Brian JP it does show many,but having minimal french speech i dont want to walk out of there 100 euros lighter if one down the road does it for 30 euros.
i will drive 10/15 miles to save £50



john


----------



## OwnedbyCollies (Dec 7, 2009)

Vets at Forges Les Eaux charged 36 euros for 2 dogs last August - own meds taken.


----------



## feeblecat (Jul 17, 2009)

*Vet*

My experience of French vets is, the nearer the port the more expensive. Having had to take our dog to the vet in France for things unrelated to the pet passport (sprained leg for example) I would have no hesitation now in just looking for the nearest vet in whatever village/town I was in. The thing for us is we never quite know where we are going(we dont even know which country till we start driving) so knowing about vets in advance isnt much use. The first vet we used for non-related passport stuff was in a small town in the Pyrenees. Excellent English speaker, thorough examination and meds and bandages about 15 euros' the second vet in the Ardeche, non English speaking vet but between all the staff we managed to understand each other, again buttons for treatment. Compare that to the passport service which was very expensive by comparison near the ports. The new rules makes it so much easier to go to any vet away from the port.


----------



## KeithChesterfield (Mar 12, 2010)

feeblecat - The new rules makes it so much easier to go to any vet away from the port.
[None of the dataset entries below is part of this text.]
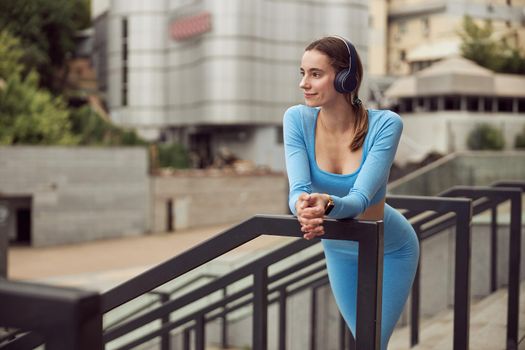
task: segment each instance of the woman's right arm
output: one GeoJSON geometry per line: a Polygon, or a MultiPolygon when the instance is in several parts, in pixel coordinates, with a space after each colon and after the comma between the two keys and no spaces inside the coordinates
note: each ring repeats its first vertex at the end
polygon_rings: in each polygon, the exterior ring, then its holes
{"type": "Polygon", "coordinates": [[[290,185],[288,205],[297,215],[296,204],[303,193],[312,193],[310,164],[306,151],[304,130],[301,124],[301,112],[297,106],[290,107],[283,118],[283,140],[286,161],[286,172],[290,185]]]}

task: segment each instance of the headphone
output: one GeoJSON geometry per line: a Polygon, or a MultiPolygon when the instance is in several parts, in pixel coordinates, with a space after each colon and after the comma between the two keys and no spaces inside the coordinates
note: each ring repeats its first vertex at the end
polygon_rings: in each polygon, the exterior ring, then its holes
{"type": "Polygon", "coordinates": [[[336,74],[334,79],[334,87],[337,92],[340,92],[342,94],[348,94],[355,90],[357,87],[357,77],[356,77],[356,70],[357,70],[357,51],[355,50],[354,45],[348,40],[346,40],[343,37],[334,35],[332,38],[337,38],[341,40],[348,49],[348,62],[349,66],[348,68],[343,69],[339,73],[336,74]]]}

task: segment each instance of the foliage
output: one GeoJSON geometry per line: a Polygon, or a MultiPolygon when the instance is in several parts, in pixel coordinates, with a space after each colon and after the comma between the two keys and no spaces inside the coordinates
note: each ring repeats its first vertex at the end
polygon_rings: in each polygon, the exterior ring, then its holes
{"type": "Polygon", "coordinates": [[[26,72],[36,69],[41,85],[58,92],[57,71],[72,55],[75,33],[89,26],[89,0],[2,0],[0,31],[20,38],[26,72]]]}
{"type": "Polygon", "coordinates": [[[514,140],[514,147],[525,149],[525,125],[523,126],[523,129],[521,129],[521,132],[516,135],[516,139],[514,140]]]}
{"type": "Polygon", "coordinates": [[[0,31],[0,79],[5,81],[22,73],[24,67],[19,62],[23,55],[20,40],[7,31],[0,31]]]}
{"type": "Polygon", "coordinates": [[[463,57],[495,72],[525,74],[525,54],[519,47],[513,47],[509,38],[494,38],[490,20],[478,25],[472,17],[465,16],[458,34],[463,57]]]}
{"type": "Polygon", "coordinates": [[[22,75],[20,43],[0,32],[0,144],[75,144],[69,111],[60,97],[38,87],[38,73],[22,75]]]}
{"type": "Polygon", "coordinates": [[[159,144],[158,160],[159,166],[184,169],[190,167],[188,151],[178,143],[159,144]]]}
{"type": "Polygon", "coordinates": [[[89,106],[68,110],[61,97],[39,88],[38,73],[23,74],[21,42],[0,31],[0,144],[145,145],[89,106]]]}
{"type": "Polygon", "coordinates": [[[471,150],[502,150],[505,139],[501,130],[489,124],[480,124],[469,133],[467,146],[471,150]]]}
{"type": "Polygon", "coordinates": [[[80,145],[146,145],[134,130],[119,128],[97,114],[91,107],[83,106],[71,111],[71,130],[78,135],[80,145]]]}

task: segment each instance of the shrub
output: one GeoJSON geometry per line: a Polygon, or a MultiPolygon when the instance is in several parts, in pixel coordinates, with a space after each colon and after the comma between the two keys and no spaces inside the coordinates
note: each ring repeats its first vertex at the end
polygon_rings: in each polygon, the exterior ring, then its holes
{"type": "Polygon", "coordinates": [[[516,139],[514,140],[514,147],[525,148],[525,125],[523,126],[523,129],[521,129],[521,132],[516,135],[516,139]]]}
{"type": "Polygon", "coordinates": [[[502,150],[505,139],[498,128],[489,124],[480,124],[469,133],[467,146],[471,150],[502,150]]]}
{"type": "Polygon", "coordinates": [[[161,168],[189,168],[190,157],[188,151],[178,143],[160,144],[158,145],[158,165],[161,168]]]}

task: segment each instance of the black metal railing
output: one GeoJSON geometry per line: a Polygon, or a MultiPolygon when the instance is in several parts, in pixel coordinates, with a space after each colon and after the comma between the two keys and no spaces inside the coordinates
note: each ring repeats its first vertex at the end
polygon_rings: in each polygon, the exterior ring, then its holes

You're right - virtually any Vet in France, and throughout the Continent, is now worth using with the new five day time scale.

Please post any Vet you use this year and I'll update the Vet's List as often as possible.


----------



## KeithChesterfield (Mar 12, 2010)

gillnpaul - is the info on this Pdf document correct for the Vet in Merville?

If not could you let me know please.


----------